Figure 7 shows the Arrott plots in the vicinity of T_C for La_1−xY_xFe_11.5Si_1.5 (0 ≤ x ≤ 0.2) compounds. The negative slopes decrease almost monotonically with the increase of the Y content from the beginning at x = 0 to x = 0.15, indicating that the feature of the first-order magnetic transition becomes weak after Y additions. A positive slope appears for x = 0.2, indicating that a second-order magnetic phase transition occurs.

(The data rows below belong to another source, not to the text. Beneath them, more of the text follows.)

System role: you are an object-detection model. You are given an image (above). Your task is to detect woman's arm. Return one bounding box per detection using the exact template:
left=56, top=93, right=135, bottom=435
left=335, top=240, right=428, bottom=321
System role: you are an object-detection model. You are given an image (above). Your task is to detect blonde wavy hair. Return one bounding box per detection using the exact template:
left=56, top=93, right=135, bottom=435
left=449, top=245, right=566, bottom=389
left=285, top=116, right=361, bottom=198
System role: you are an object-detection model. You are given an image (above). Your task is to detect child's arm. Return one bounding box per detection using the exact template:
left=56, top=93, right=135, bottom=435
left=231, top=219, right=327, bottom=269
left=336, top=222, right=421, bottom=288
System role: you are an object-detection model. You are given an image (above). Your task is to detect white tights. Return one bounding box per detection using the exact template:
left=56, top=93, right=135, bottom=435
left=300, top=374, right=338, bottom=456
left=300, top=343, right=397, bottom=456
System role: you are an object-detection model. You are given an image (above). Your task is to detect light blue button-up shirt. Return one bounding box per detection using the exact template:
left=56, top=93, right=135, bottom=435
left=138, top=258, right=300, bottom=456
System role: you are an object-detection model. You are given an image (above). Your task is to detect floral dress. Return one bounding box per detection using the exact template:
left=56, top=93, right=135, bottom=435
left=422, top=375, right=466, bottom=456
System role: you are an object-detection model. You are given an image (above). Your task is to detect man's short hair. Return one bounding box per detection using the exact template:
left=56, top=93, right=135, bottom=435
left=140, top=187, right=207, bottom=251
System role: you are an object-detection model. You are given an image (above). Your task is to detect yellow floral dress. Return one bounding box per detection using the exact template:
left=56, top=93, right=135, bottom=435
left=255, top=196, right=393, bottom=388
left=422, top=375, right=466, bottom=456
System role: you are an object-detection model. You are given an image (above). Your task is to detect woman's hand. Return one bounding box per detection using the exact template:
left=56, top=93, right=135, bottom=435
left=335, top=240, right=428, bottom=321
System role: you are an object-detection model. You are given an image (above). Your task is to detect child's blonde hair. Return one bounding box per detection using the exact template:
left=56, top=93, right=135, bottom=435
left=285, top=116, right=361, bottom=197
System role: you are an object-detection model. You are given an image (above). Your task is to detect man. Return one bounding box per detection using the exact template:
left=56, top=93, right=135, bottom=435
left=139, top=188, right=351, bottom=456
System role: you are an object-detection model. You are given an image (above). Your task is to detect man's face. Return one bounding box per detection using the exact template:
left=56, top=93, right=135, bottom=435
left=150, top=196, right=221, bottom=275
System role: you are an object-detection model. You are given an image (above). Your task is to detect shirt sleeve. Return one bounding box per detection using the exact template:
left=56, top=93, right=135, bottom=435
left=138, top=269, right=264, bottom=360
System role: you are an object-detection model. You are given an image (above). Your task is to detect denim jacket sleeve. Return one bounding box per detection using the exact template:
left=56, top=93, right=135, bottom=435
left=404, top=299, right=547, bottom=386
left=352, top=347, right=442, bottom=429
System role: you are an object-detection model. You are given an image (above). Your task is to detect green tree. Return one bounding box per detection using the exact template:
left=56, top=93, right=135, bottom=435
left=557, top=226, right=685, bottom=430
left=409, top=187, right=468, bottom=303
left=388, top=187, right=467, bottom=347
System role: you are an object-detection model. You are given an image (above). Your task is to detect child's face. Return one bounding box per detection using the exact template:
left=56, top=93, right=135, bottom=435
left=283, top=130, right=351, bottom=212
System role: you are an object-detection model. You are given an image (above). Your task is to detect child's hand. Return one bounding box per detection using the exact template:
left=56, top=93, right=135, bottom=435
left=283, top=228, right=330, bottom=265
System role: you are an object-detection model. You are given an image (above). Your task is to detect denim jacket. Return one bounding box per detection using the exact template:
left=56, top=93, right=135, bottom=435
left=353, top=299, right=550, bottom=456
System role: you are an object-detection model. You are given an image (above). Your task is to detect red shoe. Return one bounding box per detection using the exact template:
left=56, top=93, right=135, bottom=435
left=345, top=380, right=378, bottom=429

Figure 8 shows the temperature dependence of ΔS_M(T, μ₀H) calculated by Equation (1) in a magnetic field change from 0 to 2 T for La_1−xY_xFe_11.5Si_1.5 compounds. The isothermal magnetic entropy change (ΔS_M) for x = 0, 0.03, 0.07, 0.1, and 0.15 are −24.1 J/kg·K, −24.3J/kg·K, −20.8 J/kg·K, −20.2 J/kg·K, and −16.9 J/kg·K respectively. No significant reduction was found in the magnetic entropy change ΔS_M by the partial substitution of Y for La in La_1−xY_xFe_11.5Si_1.5 for x ≤ 0.07. As to x > 0.07, the ΔS_M is significantly suppressed due to the formation of the α-Fe and Y₂Fe₁₇ phases.

4. Conclusions

The structural, magnetocaloric properties of La_1−xY_xFe_11.5Si_1.5 compounds were investigated. Y element existed only in the 1:13 phase, LaFeSi phase, and the Y₂Fe₁₇ phase in the La_1−xY_xFe_11.5Si_1.5 compounds. The solid solubility of Y in the NaZn₁₃ phase in the annealed La_1−xY_xFe_11.5Si_1.5 compounds was much smaller compared with Ce and Nd. The Y₂Fe₁₇ phase had a detrimental effect on the peritectoid reaction, resulting in a decrease in magnetic entropy change. The measured T_Cs were not drastically modified with Y substitution. The hysteresis loss decreased with increasing Y content in the compounds. High magnetic entropy changes and low hysteresis loss were obtained by minor amount of Y substitution for part of La in LaFe_11.5Si_1.5 compounds.